Crispado Silva

Nacional

O homem não era visto nem ouvido há meses, e agora que aparece, surge-nos crispado. Motivo? Indignado com as inusitadas mortes nas urgências? Indignado com a incompetência do governo na Justiça, na Educação? Nada disso. Alguém tocou, mais uma vez – malditos sejam – no pelos vistos muito aborrecido e incómodo tema da ligação de sua excelência ao grupo Espírito Santo. Isso é que é preocupante. Já não o víamos tão exaltado desde a sua associação à SLN e ao BPN do seu amigo Oliveira e Costa. O dito senhor enervou-se, fez triste figura aos microfones e câmaras dos jornalistas, empalideceu e tremeu o queixo, deu-lhe o verbo para a lamentável postura do costume.

Vociferou a palavra “mentira” duas ou três vezes, desdisse o que tinha dito e declarou, com toda a sobranceria e despeito, “nada ter a acrescentar”

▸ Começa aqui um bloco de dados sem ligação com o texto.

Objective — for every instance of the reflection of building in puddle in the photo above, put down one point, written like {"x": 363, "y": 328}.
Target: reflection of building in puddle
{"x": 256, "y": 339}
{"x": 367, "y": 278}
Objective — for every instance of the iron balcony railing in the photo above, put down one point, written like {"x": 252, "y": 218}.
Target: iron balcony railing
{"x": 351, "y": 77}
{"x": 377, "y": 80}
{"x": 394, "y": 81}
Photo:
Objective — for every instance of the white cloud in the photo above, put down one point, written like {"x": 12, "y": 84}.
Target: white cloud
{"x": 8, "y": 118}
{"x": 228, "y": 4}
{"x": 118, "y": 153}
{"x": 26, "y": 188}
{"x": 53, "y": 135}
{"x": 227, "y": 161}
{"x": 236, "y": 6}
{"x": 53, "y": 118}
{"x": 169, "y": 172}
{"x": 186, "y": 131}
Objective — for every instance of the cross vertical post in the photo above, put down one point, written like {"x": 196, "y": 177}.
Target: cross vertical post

Saiu-lhe a tradicional arrogância e o tom de quem, parafraseando Saramago, tem sempre a pretensão de “dar lições”. Lá veio a remissão professoral para o site da presidência, o apontar para a raridade e santidade das suas próprias palavras, a nunca acertada interpretação dos incautos daquilo que um dia sua genialidade disse, porque nunca ninguém é suficientemente inteligente para captar o “verdadeiro alcance” das palavras sábias de Cavaco Silva. Lá reapareceu a assunção fantasiosa do carácter excepcional da sua integridade política, dizendo-se, ou gabando-se, de ser «talvez o único político em Portugal» que tem tudo o que disse «publicado no site da presidência». O homem que, em boa verdade, mais provas tem dado de ser o mais desastrado, o mais diminuído, o mais comprometido, o mais desprestigiante político que o país viu após o 25 de Abril de 1974.

Entre a atrapalhação e o indisfarçável nervosismo, que só veio adensar o já muito espesso “nevoeiro BES-GES”, Cavaco Silva fechou-se em copas face às dúvidas já assumidas pela Comissão de Inquérito, vociferou a palavra “mentira” duas ou três vezes, desdisse o que tinha dito e declarou, com toda a sobranceria e despeito, “nada ter a acrescentar”. É assim que se resolve, com um “chega para lá” institucional, as necessárias e indispensáveis dúvidas que foram lançadas não por um adversário político em campanha eleitoral, mas por esse órgão de soberania que é a Assembleia da República.

Mesmo que o pedido de esclarecimento não tenha ainda chegado pela via formal à tarimba do soberano, a Comissão de Inquérito fica desde já “avisada”. O Rei não sai do palácio. Quem quiser esclarecimentos, que vá consultar as “reais palavras” ao “real édito” colocado no “real site”. E, de preferência, que desapareçam.